He wasn't content to diagnose evil and despair, as so many modern writers have done; he was audacious enough to want to find, and give us, answers. In several of his essays he set forth a bold new artistic challenge for himself and his cohort of American fictionists. "E Unibus Pluram: Television and U.S. Fiction" foresaw the aesthetic and humanistic dead end of postmodern irony and speculated that the next revolutionary literary movement might be fiction that risked sentimentality and melodrama and "advocated single-entendre values." In "Joseph Frank's Dostoyevsky" he explicitly set himself the daunting goal of following great 19th-century novelists' example of writing "morally passionate, passionately moral fiction [that] was also ingenious and radiantly human fiction." One got the sense that he was readying himself, like a great athlete in that last quiet moment of concentration and blankness before the crucial moment at the Olympics, for a feat of such artistic hubris it would demand everything he had, and more.

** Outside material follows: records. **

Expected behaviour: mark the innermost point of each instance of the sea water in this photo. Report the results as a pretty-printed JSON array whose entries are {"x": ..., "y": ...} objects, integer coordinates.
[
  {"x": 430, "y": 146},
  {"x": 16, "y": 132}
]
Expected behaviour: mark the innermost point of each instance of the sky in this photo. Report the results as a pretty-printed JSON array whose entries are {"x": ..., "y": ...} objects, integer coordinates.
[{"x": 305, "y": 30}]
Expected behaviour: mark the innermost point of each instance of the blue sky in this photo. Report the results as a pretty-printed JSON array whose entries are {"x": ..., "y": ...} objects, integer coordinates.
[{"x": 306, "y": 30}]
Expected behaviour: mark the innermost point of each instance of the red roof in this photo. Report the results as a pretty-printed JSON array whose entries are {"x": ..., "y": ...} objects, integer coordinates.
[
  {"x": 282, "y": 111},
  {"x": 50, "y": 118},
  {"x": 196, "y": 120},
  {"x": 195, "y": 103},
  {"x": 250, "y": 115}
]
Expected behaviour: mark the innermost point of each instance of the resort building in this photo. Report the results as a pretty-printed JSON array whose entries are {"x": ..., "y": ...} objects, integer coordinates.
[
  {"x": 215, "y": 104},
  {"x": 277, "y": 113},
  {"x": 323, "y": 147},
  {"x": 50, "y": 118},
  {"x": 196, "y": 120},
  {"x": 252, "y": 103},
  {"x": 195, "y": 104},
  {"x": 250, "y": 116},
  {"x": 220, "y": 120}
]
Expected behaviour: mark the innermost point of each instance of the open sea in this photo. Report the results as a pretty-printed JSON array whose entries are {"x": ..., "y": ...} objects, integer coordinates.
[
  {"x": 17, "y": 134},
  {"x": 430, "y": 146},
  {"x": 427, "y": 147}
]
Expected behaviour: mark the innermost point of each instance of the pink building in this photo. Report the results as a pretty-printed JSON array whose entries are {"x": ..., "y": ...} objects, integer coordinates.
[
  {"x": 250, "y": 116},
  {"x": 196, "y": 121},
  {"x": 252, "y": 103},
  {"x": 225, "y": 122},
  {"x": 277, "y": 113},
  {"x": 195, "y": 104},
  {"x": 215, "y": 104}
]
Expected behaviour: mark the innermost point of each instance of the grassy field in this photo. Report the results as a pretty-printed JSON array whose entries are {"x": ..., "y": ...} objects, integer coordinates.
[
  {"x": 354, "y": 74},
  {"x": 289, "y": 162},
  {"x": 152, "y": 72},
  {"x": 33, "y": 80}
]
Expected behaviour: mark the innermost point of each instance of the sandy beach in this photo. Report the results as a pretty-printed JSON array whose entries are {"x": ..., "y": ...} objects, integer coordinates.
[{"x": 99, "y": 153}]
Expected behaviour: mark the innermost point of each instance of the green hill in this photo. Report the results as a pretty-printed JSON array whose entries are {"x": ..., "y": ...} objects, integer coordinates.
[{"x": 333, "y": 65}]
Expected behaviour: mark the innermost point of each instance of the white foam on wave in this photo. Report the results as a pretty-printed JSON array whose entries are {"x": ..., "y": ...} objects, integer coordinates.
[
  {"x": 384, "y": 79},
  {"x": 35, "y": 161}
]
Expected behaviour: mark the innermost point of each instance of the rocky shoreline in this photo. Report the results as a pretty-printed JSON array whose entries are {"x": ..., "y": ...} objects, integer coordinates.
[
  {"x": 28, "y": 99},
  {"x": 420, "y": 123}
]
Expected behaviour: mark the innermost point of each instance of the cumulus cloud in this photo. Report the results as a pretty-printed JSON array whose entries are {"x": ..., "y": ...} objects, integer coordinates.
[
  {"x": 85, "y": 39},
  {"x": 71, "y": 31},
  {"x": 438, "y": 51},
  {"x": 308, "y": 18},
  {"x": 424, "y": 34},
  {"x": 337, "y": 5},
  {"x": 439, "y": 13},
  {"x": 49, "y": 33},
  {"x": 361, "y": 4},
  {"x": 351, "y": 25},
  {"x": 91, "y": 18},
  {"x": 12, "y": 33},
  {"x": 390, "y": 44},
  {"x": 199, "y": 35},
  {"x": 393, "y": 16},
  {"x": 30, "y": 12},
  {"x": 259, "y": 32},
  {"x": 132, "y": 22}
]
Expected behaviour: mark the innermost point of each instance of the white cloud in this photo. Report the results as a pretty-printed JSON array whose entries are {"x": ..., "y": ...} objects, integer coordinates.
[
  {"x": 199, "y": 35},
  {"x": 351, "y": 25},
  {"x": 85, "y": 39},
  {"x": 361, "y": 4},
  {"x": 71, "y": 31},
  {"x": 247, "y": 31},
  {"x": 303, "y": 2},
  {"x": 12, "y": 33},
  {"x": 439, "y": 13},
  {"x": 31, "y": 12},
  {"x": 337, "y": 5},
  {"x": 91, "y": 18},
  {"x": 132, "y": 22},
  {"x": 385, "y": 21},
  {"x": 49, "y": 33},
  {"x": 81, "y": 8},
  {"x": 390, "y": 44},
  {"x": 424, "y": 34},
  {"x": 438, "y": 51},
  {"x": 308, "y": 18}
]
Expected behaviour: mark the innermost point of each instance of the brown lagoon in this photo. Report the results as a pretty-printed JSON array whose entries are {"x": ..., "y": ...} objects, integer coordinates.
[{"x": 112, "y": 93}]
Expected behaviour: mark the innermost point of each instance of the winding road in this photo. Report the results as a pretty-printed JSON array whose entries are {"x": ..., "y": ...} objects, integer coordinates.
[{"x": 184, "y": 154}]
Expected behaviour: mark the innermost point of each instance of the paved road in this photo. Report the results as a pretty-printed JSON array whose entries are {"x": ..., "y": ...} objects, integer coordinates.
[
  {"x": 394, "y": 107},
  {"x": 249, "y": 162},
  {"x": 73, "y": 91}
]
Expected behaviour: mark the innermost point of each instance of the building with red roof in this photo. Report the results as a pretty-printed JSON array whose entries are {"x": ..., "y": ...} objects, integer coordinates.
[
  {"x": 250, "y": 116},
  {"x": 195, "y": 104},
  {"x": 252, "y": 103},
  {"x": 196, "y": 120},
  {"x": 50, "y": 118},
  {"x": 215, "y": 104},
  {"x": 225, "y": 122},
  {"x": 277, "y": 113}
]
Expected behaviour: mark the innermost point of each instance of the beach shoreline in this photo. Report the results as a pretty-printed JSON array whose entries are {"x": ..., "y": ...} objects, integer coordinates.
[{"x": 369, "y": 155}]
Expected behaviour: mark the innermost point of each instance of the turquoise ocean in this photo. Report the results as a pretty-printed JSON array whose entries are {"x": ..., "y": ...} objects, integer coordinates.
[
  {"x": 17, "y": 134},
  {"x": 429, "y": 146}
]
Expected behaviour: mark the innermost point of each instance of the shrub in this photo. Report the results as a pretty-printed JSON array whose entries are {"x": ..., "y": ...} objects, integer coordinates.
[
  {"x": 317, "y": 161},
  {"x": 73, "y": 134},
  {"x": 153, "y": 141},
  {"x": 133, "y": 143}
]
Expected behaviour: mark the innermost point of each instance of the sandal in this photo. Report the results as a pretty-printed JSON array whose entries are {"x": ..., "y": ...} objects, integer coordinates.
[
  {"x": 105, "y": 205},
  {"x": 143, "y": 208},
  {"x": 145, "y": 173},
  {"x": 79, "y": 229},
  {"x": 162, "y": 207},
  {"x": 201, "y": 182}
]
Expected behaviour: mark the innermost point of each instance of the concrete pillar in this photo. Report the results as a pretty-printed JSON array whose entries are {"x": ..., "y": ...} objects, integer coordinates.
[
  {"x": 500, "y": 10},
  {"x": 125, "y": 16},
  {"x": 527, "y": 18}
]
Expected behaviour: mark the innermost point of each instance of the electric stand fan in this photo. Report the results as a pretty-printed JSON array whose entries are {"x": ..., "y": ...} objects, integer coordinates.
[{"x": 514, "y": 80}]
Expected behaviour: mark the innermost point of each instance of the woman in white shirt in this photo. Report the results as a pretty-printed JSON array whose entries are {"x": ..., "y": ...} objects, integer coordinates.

One of my favorite cartoonists, Tim Kreider, writes about David Foster Wallace (read the essay here).
Before last week, I'd never read any of Wallace's work. I once flipped through Infinite Jest at the bookstore and decided that I didn't care to steep myself in his style (I told myself I'd read too many copycat stories in writing workshops). And I'd also read James Woods's elegant assassination, in which he accuses Wallace of being swamped by the ugly language of the world.
Last week, I read his Kenyon commencement address. That, with the loving words of strangers, has made me want to try him again. But it's not until I read Kreider's essay that I realized what made me recoil from his writing. It's too exposing, too raw. It shows its flaws. How terrifying! -- to show the world your early errors for the sake of the wiser work to come. And now that wiser work will never arrive to justify its making -- we'll have to resign ourselves to looking for its traces in the partial drafts he left behind.